A music theory analysis of the new Liam Payne single

20 October 2017, 16:03 | Updated: 20 October 2017, 16:44

Liam Payne music theory analysis

By Maddy Shaw Roberts

What musical tricks has the ex-1D member got up his sleeve with his third solo single?

Liam Payne has teasingly released the third single from his debut album (name and release date still unknown). Like us, you might conclude that releasing a third track without announcing the full album details would push audiences into feelings of disinterest and irritation. But does ‘Bedroom Floor’ manage to sustain the right level of suspense?

Firstly, let's please enjoy ‘Bedroom Floor’:

The introduction throws you immediately into an array of steel drum-filled summertime joy. It’s Mitchell Peters-esque percussive loveliness, adorned with tentative echoes and sparkling reverberation – a very promising start.

But before we've had time to appreciate the 'vibe', we’re thrown straight into the vocal melody.
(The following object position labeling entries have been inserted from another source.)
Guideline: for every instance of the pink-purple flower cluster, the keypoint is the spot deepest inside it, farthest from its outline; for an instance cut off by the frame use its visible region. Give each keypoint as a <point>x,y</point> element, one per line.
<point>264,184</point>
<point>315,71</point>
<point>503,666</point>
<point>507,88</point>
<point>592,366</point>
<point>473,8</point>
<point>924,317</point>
The first word, ‘baby’ is, granted, unoriginal, but it leads us into familiar Bieber-esque territory. Has Liam developed a sweeter musical edge following his raunchy first single ‘Strip That Down’?

‘You’ve been talking about me lately, telling all your friends how much you hate me’ is the line that follows. This is unmistakably Bieber territory. The confusion around love and affection from the female object and the light emotional torment in the male subject is explicitly reminiscent of ‘Sorry’ and ‘What Do You Mean’.

However, Liam does give a personalised, playful touch to his track with the humorous ‘brr brr’ sound of his iPhone (*ahem* product placement alert). A nod to the extended vocal techniques of Luciano Berio’s ‘Sequenzas’, perhaps?

The steady beat is a real knee-bopper, and the build into the chorus is a moderately exciting introduction into the big singalong section we’re all waiting for. 

But then (in what seems to be the pre-chorus), Liam’s soft tenor vocals jump up the octave, to his seemingly comfortable falsetto range. Is it enhanced? Probably, yes. But his youthful vocals comfortably hit the top D flat of the chorus’ repeated A flat major scale (could he nail those clear falsetto vocals in Handel’s ‘Ombra mai fu’?)

We then transition into the chorus, which is essentially the lyric ‘but your clothes say different on my bedroom’, repeated on the tonic, followed by ‘floor’ on a ghost note. Liam, we applaud your subtle but clearly intentional use of Sprechstimme.

via GIPHY

The second verse is a similar to the first, as you might expect, but when the chorus lyric is repeated for the third time, Liam punctuates ‘but your clothes say different on my bedroom floor’ with the emotional falsetto-driven line, ‘said it was over’. It's a cunning technoque, thickening the texture of what is a very economical song to stretch its tolerability as far as possible.

Leading into the final chorus, Liam pulls out all the stops to impress his female fans with his high notes. The final ‘baby’ is sung on the fifth of the scale, a top E flat. It’s impressively high for Liam’s range, and gives the final chorus a much-needed twist.

But musically speaking, this is a more positive effort than ‘Strip That Down’, though we can quite plainly see some patterns emerging - those ghost notes (think of “sipping lightly”), hypnotically repetitive vocal patterns, and that reliance on the comfort of his falsetto range.